Eileen Myles’s 2016 collection of new and selected poems, I Must Be Living Twice is an absolute must-read—and no, it’s not just for fans of her work, but for poetry lovers everywhere. The collection is a big, thick volume of poetry that you can dive into and get lost within. From The Irony of the Leash published in 1978 to Snowflake/Different Streets in 2012, the selected older poems chronicle an artist’s life and ideas and demonstrate growth throughout the years as well as the trademarks that make Myles a monumental poet. From the very beginning, An Attitude About Poetry gives the reader an idea of what’s to come. Here she writes of “the poetry of money” and, personally, this is one of my favorite areas of Myles’s work: when she discusses what it’s like to live in the world as a normal person (except for when you’re a “Kennedy”) without material wealth.

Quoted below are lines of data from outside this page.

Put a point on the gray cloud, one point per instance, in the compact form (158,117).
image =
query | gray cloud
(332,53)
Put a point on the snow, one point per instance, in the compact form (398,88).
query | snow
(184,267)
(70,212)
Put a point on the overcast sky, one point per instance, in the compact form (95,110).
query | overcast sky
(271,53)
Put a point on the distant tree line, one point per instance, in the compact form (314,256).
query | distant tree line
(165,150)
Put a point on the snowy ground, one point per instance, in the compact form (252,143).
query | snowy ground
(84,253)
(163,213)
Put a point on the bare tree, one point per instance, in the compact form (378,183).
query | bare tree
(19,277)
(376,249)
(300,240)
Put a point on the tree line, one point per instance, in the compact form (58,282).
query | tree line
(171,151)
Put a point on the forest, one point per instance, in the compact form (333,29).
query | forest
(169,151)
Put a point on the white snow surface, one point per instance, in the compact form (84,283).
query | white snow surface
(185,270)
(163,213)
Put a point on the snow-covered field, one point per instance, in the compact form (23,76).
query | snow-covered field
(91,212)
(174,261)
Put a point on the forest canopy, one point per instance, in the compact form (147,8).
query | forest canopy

For example, she mentions the city in An American Poem (from Not Me: Native Agents) by saying “people with beautiful teeth who are not on the streets” in a way that makes the reader almost feel disdain for those people, those who must be clueless about the grittier side of life. Some of the new poems include What Tree Am I Waiting, Summer, My Devil and memory where she discusses loss and the utmost clarity of living in a painful world with aches and “wakefulness.” Some of my favorite works of Myles’s include her poems that deal heavily with colorful imagery such as Yellow Tulips and New York Tulips. She describes the tulips as “sexual looking in the way flowers always are” and says that they “soften the blows of this and that.” These poems come from the collection, Sappho’s Boat (1982) and are very female-centric.
One of the most important parts of Myles’s work, to me, is how she talks about nature in its tenderness and how it relates to sexuality and femininity. Being a woman, loving women and sex with women are all parts of Myles’s poetry that I love and crave to read. Tears came to my eyes while reading “I always put my pussy…” She talks about putting her womanhood in nature and wearing it like a badge. She places her vagina “between trees” and equates it with a “waterfall” and “a flock of birds.” Her “lover’s pussy” is a “hurricane,” “a river of blood,” “a bible,” and a “battle cry.” To me, the poem is essentially about the protection of lesbian love and a person’s right to love whom they choose without fear of being persecuted. I also particularly like her poem Peanut Butter in which she writes “Nature is out of control you tell me & that’s what’s so good about it.” This is a perfect example of how her work discusses love and nature, sometimes interchangeably.
At the end of the collection, I’m left with a distinct imprint of colors, nature, and love. Some lines that stand out include the ones that juxtapose light with dark, such as in School of Fish when she says “there is nothing but blue & grey” and that “it’s like home, it’s like family.” I’m also left with amazing images of birds, like the dove that “leaped right out of her mouth” in the poem Joan about Joan of Arc. I would say that I Must Be Living Twice is a beautiful collection filled with interesting language that discusses what it means to be a woman, a writer and a lesbian but, most importantly, a human being.